UNITED STATES

                       SECURITIES AND EXCHANGE COMMISSION

                             Washington, D.C. 20549

                                    FORM 8-K
                                 CURRENT REPORT

    PURSUANT TO SECTIONS 13 OR 15(d) OF THE SECURITIES EXCHANGE ACT OF 1934

       Date of report (Date of earliest event reported): October 27, 2005

                              AVID TECHNOLOGY, INC.
             (Exact Name of Registrant as Specified in Its Charter)


            Delaware                       0-21174                04-2977748
(State or Other Jurisdiction of   (Commission File Number)    (I.R.S. Employer
 Incorporation or Organization)                              Identification No.)


            Avid Technology Park, One Park West, Tewksbury, MA   01876
               (Address of Principal Executive Offices)        (zip code)


       Registrant's telephone number, including area code: (978) 640-6789


               ---------------------------------------------------
          (Former Name or Former Address, if Changed Since Last Report)


        Check the appropriate box below if the Form 8-K filing is intended to
simultaneously satisfy the filing obligation of the registrant under any of the
following provisions (see General Instruction A.2. below):

/ /  Written communications pursuant to Rule 425 under the
     Securities Act (17 CFR 230.425)

/ /  Soliciting material pursuant to Rule 14a-12 under the
     Exchange Act (17 CFR 240.14a-12)

/ /  Pre-commencement communications pursuant to Rule 14d-2 (b) under
     the Exchange Act (17 CFR 240.14d-2(b))

/ /  Pre-commencement communications pursuant to Rule 13e-4(c) under
     the Exchange Act (17 CFR 240.13e-4(c))

Item 2.02 Results of Operations and Financial Condition On October 27, 2005, Avid Technology, Inc. announced its financial results for the quarter ended September 30, 2005. The full text of the press release issued in connection with the announcement is attached as Exhibit 99.1 to this Current Report on Form 8-K. The information in this Form 8-K and the Exhibit attached hereto shall not be deemed "filed" for purposes of the Securities Exchange Act of 1934 (the "Exchange Act"), nor shall it be deemed incorporated by reference in any filing under the Securities Act of 1933 or the Exchange Act, except as expressly set forth by specific reference in such a filing.
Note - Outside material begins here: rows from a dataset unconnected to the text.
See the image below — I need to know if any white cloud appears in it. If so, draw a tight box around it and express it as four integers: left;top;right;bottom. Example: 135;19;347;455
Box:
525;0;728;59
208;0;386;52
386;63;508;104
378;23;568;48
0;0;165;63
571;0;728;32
Item 9.01 Financial Statements and Exhibits (c) Exhibits The following exhibit relating to Item 2.02 shall be deemed to be furnished, and not filed: 99.1 Press Release issued by the Registrant on October 27, 2005. 2

SIGNATURE Pursuant to the requirements of the Securities Exchange Act of 1934, the Registrant has duly caused this report to be signed on its behalf by the undersigned hereunto duly authorized. Date: October 27, 2005 AVID TECHNOLOGY, INC. (Registrant) By: /s/ Carol E. Kazmer -------------------- Carol E. Kazmer General Counsel 3

EXHIBIT INDEX Exhibit Description 99.1 Press release issued by the Registrant dated October 27, 2005. 4

Contact: Dean Ridlon, Investor Relations Director
         Phone:  978.640.5309
         Email:  Investor_Relations@avid.com


                    Avid Reports Strong Third Quarter Results

Tewksbury, MA - October 27, 2005 - Avid Technology, Inc. (NASDAQ: AVID) today
reported revenues of $204.4 million for the three months ended September 30,
2005 compared to $147.4 million for the same period in 2004. Reflecting various
non-cash charges primarily associated with the closing of the acquisition of
Pinnacle Systems, Inc. on August 9, 2005, GAAP net loss for the quarter was
$17.8 million, or $.46 per share compared to GAAP net income of $19.0 million,
or $.54 per diluted share, in the third quarter of 2004.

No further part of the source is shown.